Afin d’anticiper une possible aggravation, il convient de surveiller l’évolution du pouvoir d’achat des consommateurs 1 sur la base de plusieurs indicateurs: la croissance de l’emploi et des salaires, les prix des carburants, l’immobilier et l’épargne. 

Le taux de chômage américain atteint aujourd’hui 3,5%, son plus bas niveau en 50 ans. Si le salaire horaire moyen a augmenté de 2,9% au cours de la dernière année, les gains horaires moyens réels ont diminué de 1,2% 2

S’agissant des prix des carburants, même si les tensions au Moyen-Orient ont provoqué une hausse temporaire des cours, le coût réel reste inférieur à ce qu’il était il y a deux ou trois décennies. Force est de constater que si une flambée des prix du pétrole annonce invariablement une récession aux Etats-Unis, le pétrole joue aujourd’hui un rôle moins important dans le déclenchement d’une crise économique, d’autant plus que les Américains approchent de l’autosuffisance.

Un autre facteur semble également confirmer la résilience du consommateur américain: l’immobilier. Les achats de logements neufs ont crû de 6,4% entre janvier et août 2019 3. Pour le moment, rien ne laisse présager une chute de l’investissement résidentiel, qui avait précédé la grande crise financière.

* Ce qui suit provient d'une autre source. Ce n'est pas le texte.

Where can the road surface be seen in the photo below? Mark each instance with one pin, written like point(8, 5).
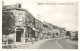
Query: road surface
point(58, 44)
point(55, 43)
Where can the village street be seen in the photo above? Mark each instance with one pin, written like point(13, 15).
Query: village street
point(55, 43)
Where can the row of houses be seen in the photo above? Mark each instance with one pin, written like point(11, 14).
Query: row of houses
point(20, 25)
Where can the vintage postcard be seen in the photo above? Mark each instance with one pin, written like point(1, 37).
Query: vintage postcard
point(40, 24)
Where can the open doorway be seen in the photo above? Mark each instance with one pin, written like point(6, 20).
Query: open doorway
point(18, 35)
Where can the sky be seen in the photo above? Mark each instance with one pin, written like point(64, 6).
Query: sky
point(55, 12)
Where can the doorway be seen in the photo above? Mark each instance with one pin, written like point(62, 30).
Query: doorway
point(19, 32)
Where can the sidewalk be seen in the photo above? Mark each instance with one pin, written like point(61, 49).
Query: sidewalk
point(29, 45)
point(72, 41)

Le taux d’épargne moyen devrait aussi fournir une marge de sécurité: il atteignait 8,1% en août, bien au-dessus de sa moyenne sur 20 ans de 6%. Historiquement, l’inversion de la courbe de rendement s’est avérée un indicateur fiable d’une récession. Aujourd’hui, la courbe s’est aplatie, mais les maturités ne convergent pas toujours toutes et on ne peut donc voir là le signal clair d’une récession. 

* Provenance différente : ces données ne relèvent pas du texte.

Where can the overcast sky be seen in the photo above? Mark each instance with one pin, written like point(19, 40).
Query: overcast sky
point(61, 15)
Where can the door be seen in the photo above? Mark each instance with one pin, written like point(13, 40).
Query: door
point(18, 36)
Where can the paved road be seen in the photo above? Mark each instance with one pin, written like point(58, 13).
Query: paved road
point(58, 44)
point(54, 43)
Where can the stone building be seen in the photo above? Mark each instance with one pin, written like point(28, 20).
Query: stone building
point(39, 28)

Un nouvel indicateur suscite un grand intérêt, la règle Sahm, nommée ainsi en l’honneur de Claudia Sahm, économiste au Conseil des gouverneurs de la Fed. Cette règle énonce qu’une économie est en récession, ou sur le point d’y entrer, si la moyenne sur trois mois de son taux de chômage a augmenté d’au moins un demi-point de pourcentage par rapport à son niveau le plus bas des douze derniers mois. Adoptée ce mois-ci par le service Federal Reserve Economic Data de la Fed, elle se vérifie pour chaque récession américaine depuis 1970. 

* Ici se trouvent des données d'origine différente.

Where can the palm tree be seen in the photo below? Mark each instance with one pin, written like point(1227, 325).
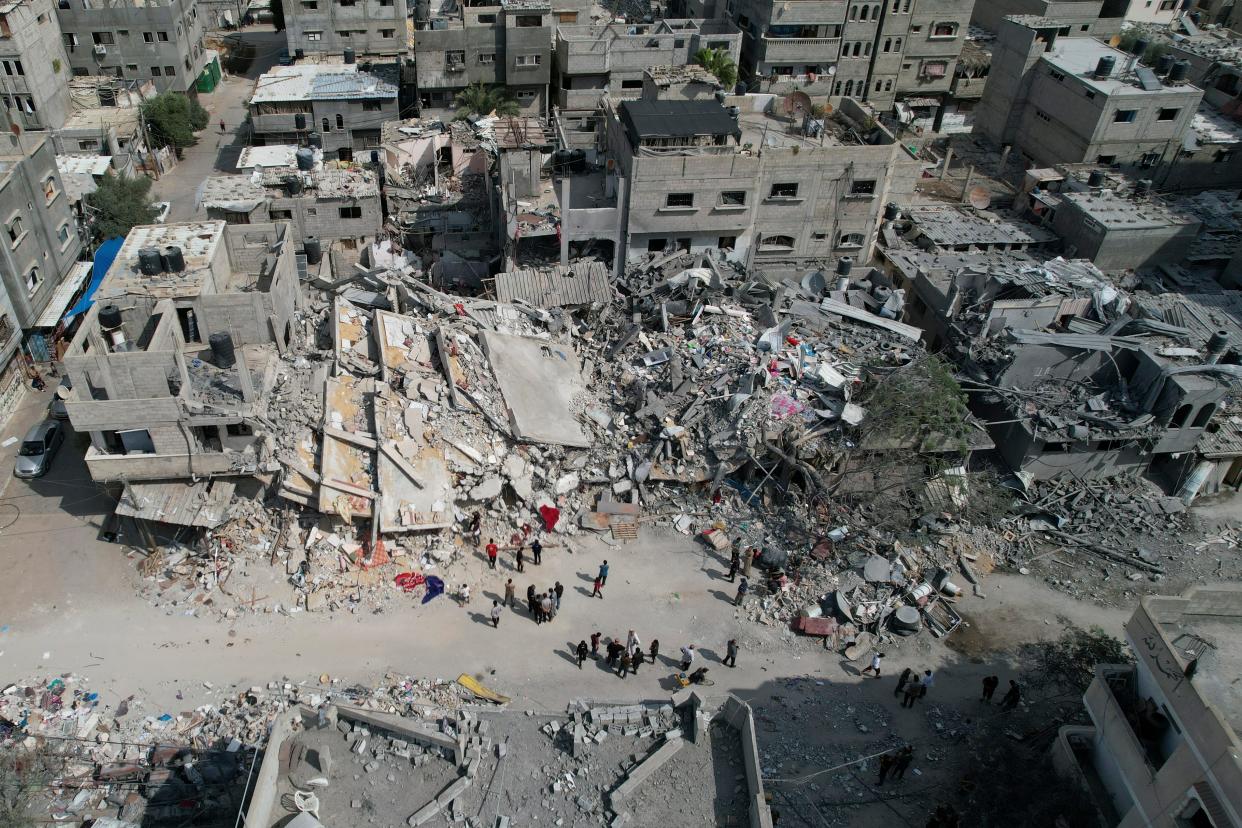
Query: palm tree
point(718, 62)
point(482, 99)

A ce stade, l’indicateur Sahm ne donne pas de signal de récession. La valeur actuelle de 0.0 indique qu’il y a 5% de chance qu’une récession survienne d’ici à trois mois et 20% d’ici à douze. Cette probabilité s’élève à 97% pour chaque horizon temporel où le chiffre correspondant est égal ou supérieur à 0,50. Pour le moment, il y a peu de signes avant-coureurs d’une récession à court terme. Le marché du travail reste solide, les entreprises ne licencient pas, le pouvoir d’achat et la consommation se maintiennent. Même si la croissance devrait ralentir au cours des prochains trimestres, elle modérera sans doute les perspectives, mais ne préfigurera pas une récession.

Stéphane Monier, CIO Lombard Odier Private Bank

1 Source: Université du Michigan
2 Entre septembre 2018 et septembre 2019
3 Par rapport à la même période de 2018.